Thursday, May 15, 2014

HRC And Boko Haram

State Department repeatedly rejected efforts to designate Boko Haram as a terrorist organization. In recent weeks, the group has exploded onto the world stage by kidnapping more than 250 girls at a Nigerian boarding school.

And since it was HRC's State Dept that failed to get ahead of the curve it could drop several metric tonnes of chiz  on HRC...

It is so clearly and vividly a terrorist organization that it seems indefensible that the State Department would have refused to designate it as such.
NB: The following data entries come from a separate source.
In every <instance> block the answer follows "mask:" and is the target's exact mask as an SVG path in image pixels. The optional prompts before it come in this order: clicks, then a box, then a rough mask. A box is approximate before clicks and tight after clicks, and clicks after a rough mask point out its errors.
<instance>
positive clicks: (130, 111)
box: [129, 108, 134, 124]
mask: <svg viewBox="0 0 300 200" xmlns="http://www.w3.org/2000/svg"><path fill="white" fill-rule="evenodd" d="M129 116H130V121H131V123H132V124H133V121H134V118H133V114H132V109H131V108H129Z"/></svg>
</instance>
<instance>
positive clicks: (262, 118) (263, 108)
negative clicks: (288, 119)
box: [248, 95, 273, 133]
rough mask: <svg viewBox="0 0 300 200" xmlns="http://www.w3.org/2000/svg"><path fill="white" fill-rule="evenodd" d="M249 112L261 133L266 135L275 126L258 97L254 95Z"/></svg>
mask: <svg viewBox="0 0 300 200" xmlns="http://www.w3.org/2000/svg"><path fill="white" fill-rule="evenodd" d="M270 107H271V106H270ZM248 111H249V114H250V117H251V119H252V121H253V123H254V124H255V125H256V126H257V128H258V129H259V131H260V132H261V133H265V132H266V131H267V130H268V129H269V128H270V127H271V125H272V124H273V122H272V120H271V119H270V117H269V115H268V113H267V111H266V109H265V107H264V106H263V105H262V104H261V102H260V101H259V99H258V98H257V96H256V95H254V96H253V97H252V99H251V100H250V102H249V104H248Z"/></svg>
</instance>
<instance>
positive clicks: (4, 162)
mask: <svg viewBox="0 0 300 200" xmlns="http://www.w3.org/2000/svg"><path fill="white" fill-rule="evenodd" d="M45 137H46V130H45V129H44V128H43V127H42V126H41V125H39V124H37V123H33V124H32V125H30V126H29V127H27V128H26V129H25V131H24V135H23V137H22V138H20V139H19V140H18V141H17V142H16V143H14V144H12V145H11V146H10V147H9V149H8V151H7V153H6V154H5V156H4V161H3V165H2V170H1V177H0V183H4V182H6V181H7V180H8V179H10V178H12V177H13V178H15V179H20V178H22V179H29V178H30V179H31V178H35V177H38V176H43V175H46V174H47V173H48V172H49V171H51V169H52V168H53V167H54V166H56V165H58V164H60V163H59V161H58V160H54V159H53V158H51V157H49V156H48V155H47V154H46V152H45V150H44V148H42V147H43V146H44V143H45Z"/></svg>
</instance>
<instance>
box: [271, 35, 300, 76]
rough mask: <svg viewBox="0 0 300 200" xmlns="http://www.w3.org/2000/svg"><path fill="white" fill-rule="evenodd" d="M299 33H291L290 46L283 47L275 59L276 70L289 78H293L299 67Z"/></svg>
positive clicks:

A thorough investigation of the decision process that protected Boko Haram from 2011 until late 2013 could be devastating.

It is a potentially devastating addition to a record as secretary of state that included a number of decisions favoring the Muslim Brotherhood in Egypt (after abandoning a longtime U.S. ally there), as well as appeasing a virulently anti-American regime in Iran -- moves that have not turned out so well, to say the least.
 
Now the Boko Haram decision raises a whole new set of questions.
 
How could the Clinton State Department reject naming Boko Haram as a terrorist group?
 
Who was involved in blocking Boko Haram's terrorist designation?
 
Are any of the so-called experts who were totally wrong still at the State Department?
 
Did Clinton have anything to do with refusing to designate Boko Haram?
 
If not, was she even aware of the controversy? Shouldn't she certainly have been aware, considering the number of federal agencies and members of Congress that were asking her to designate the organization?
 
These questions about Clinton's record are potentially even more serious than the questions about Benghazi. As Congressman Patrick Meehan, who chairs the House Homeland Security Subcommittee on Counterterrorism and Intelligence, told Rogin, by failing to designate Boko Haram as a terrorist organization in 2011, "We lost two years of increased scrutiny. The kind of support that is taking place now would have been in place two years ago."
 
In light of the recent events in Nigeria, former Secretary Clinton and other key State Department officials owe the American people some answers about their decisions.